I heard from a wife who said: “about four weeks ago, my husband admitted to an affair but told me that it had been over for weeks. I don’t know the other woman. Apparently he met her on a business trip and she lives about 45 minutes away so it’s not as if I’ll have to see her all of the time. It’s a positive thing that she won’t be in our lives. But even without her presence, we’re struggling. My husband is telling me with words that he wants to save our marriage and that I’m the most important thing to him, but his physical actions say otherwise. He never tries to hug or kiss me. He never reaches out to me. The other night, I told him that I really needed to feel desired by him because his actions leave me wondering if he has lost his desire for me.
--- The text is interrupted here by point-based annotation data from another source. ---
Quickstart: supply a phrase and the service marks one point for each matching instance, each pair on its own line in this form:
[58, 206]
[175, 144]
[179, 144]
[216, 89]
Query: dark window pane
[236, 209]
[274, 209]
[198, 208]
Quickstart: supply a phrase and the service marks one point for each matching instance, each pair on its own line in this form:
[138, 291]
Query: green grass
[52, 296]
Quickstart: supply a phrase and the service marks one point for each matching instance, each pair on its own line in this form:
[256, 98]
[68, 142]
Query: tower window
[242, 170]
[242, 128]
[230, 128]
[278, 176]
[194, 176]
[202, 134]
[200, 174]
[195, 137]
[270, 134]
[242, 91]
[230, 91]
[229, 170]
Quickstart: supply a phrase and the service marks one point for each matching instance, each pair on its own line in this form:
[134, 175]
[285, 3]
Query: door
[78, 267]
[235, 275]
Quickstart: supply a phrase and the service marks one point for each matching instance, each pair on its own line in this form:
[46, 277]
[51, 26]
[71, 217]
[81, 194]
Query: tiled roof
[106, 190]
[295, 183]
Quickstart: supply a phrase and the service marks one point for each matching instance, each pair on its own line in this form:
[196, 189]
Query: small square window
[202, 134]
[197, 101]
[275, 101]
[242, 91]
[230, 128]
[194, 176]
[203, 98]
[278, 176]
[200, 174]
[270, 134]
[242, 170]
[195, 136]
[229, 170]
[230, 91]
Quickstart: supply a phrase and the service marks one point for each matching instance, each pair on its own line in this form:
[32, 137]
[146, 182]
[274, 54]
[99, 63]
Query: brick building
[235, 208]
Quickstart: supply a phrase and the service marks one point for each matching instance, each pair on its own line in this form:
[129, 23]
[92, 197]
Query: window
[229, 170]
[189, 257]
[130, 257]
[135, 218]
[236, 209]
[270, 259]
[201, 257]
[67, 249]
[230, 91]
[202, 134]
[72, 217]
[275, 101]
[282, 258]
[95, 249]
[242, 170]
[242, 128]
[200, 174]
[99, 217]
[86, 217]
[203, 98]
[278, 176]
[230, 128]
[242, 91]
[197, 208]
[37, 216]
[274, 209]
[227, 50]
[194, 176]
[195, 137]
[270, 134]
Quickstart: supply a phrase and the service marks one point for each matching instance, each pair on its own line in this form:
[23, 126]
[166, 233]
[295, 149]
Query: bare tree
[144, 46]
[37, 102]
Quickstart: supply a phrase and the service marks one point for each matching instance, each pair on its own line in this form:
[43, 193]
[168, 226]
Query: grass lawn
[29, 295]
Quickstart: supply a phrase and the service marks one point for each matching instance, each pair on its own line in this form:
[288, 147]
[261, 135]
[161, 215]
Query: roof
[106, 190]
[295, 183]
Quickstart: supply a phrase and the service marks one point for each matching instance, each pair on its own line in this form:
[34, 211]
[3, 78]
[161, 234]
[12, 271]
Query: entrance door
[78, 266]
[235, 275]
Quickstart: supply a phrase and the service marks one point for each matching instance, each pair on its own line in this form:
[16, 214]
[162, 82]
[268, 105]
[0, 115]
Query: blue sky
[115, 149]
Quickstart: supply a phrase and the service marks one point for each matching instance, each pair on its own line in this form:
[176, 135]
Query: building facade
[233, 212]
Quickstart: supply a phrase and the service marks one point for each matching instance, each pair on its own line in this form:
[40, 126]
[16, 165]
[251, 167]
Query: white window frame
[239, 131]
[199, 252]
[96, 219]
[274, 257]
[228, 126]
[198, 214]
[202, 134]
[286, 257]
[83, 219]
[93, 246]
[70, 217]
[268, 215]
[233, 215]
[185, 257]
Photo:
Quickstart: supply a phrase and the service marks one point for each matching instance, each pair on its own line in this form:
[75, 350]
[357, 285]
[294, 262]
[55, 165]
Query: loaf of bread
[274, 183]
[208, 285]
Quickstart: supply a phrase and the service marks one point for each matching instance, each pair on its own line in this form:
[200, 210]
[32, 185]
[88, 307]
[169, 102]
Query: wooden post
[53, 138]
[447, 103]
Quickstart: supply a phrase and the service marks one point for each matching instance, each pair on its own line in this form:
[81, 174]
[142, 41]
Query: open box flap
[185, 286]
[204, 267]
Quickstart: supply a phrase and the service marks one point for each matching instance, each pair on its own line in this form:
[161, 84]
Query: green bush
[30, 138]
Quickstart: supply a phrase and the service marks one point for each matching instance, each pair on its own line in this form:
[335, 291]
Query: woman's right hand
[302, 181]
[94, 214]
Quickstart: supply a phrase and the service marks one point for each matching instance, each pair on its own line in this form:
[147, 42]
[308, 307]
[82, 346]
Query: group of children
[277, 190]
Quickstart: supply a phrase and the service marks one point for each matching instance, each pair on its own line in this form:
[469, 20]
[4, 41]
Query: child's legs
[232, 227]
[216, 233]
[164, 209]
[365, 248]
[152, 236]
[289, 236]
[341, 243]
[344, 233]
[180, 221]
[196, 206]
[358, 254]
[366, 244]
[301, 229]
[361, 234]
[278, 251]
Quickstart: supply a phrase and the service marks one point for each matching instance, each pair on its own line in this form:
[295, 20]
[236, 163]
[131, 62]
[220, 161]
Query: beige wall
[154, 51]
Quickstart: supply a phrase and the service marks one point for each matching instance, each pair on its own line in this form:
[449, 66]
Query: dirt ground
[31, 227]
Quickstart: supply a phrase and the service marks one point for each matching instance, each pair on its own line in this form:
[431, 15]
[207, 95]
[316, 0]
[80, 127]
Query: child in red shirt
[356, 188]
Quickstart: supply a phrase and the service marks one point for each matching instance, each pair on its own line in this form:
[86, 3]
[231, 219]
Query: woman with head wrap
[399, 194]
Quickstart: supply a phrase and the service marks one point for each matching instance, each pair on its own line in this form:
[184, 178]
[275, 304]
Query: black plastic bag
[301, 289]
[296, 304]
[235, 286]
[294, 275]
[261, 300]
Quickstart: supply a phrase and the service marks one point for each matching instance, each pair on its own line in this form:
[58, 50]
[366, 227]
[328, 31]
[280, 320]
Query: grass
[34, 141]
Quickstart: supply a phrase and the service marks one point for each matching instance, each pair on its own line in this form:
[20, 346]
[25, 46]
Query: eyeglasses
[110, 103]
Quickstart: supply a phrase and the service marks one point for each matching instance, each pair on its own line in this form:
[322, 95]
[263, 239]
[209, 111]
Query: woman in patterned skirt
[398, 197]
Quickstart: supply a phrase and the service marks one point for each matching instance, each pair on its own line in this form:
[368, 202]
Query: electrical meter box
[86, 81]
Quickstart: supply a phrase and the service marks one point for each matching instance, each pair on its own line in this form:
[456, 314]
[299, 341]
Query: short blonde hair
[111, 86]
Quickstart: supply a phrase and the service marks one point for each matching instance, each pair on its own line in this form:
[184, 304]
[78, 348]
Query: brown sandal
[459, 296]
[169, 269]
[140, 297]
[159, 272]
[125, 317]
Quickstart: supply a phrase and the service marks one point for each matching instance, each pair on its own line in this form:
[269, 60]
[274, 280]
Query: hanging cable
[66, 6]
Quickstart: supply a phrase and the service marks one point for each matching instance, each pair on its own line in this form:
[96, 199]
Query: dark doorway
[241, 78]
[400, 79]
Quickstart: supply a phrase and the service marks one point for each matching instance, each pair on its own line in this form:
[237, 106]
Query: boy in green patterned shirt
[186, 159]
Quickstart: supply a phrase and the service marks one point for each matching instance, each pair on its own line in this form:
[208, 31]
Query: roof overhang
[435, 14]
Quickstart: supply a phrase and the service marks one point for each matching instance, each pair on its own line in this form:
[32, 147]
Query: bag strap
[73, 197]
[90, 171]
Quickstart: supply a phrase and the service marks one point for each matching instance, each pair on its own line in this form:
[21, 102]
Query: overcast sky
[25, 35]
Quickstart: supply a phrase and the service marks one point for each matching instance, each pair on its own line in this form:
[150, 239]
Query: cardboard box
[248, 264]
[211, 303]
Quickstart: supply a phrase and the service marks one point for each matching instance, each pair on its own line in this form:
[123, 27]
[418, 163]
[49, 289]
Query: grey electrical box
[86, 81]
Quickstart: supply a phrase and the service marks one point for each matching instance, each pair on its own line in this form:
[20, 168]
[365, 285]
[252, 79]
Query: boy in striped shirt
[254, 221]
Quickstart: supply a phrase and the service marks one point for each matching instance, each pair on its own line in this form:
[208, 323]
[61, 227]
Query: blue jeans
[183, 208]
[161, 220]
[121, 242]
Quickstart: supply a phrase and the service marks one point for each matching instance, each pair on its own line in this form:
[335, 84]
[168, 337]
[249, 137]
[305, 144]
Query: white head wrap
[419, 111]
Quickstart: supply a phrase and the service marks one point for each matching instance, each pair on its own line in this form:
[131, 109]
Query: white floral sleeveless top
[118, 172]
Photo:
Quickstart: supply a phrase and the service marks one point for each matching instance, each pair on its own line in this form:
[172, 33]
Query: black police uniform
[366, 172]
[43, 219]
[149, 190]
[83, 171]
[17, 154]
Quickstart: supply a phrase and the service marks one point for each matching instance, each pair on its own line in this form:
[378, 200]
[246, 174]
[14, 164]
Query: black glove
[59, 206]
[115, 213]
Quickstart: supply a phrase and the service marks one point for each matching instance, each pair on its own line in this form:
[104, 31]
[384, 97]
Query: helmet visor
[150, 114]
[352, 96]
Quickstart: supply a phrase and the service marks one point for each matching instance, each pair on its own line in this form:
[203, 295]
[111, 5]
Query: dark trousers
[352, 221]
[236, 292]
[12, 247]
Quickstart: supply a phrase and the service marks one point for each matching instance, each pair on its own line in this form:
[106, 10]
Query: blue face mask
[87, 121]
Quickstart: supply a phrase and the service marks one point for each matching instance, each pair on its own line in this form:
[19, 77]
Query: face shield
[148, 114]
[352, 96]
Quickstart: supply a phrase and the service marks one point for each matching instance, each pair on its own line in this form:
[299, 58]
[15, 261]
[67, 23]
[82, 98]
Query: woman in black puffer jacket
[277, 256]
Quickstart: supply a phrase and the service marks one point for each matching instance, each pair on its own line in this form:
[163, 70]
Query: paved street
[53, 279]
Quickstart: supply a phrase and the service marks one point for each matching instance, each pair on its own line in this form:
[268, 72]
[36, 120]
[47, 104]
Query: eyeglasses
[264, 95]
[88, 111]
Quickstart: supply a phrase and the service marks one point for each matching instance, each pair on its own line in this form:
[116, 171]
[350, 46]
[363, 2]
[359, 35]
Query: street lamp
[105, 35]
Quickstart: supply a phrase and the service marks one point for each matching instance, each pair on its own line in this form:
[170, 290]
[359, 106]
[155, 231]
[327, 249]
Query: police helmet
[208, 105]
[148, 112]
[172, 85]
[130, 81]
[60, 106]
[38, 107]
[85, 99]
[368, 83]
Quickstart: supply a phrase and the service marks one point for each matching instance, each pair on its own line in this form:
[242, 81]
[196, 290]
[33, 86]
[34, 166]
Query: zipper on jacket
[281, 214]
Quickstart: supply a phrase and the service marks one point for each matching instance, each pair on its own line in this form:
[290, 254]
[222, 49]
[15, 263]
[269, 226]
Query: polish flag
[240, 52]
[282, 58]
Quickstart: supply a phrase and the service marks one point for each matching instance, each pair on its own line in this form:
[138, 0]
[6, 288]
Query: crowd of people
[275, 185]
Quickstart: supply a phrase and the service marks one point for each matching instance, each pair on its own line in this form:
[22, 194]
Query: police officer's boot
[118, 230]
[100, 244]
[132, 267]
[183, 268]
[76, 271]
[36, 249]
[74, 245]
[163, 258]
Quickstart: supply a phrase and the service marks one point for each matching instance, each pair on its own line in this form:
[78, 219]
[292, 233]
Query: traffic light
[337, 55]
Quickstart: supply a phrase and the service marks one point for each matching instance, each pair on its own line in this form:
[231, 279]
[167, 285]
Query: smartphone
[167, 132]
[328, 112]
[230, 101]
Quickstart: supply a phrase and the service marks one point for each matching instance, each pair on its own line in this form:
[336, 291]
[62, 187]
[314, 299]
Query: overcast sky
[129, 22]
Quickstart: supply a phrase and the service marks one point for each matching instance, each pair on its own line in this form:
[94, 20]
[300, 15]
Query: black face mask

He says that this isn’t the case, but admitted that he holds back physically because he’s afraid of rejection. It’s as if he’s waiting for me to show affection to him first. I am resisting this because I’m the one who was wronged. Why should I have to be the one to approach and reassure him? There’s something very backward about that. He should be the one offering physical reassurance to me. What can I do about this?”

This situation isn’t an uncommon one. And both people here are reacting to insecurities and to the fear of being rejected. The wife took her husband’s lack of affection as an indication that he was no longer physically attracted to her. Many wives take this a step farther and will theorize that he cheated because she no longer attracted him sexually. But, frankly, if you were to ask the husband about this, he will usually deny it and tell you that the truth is just the opposite of this, which leads me to my next point.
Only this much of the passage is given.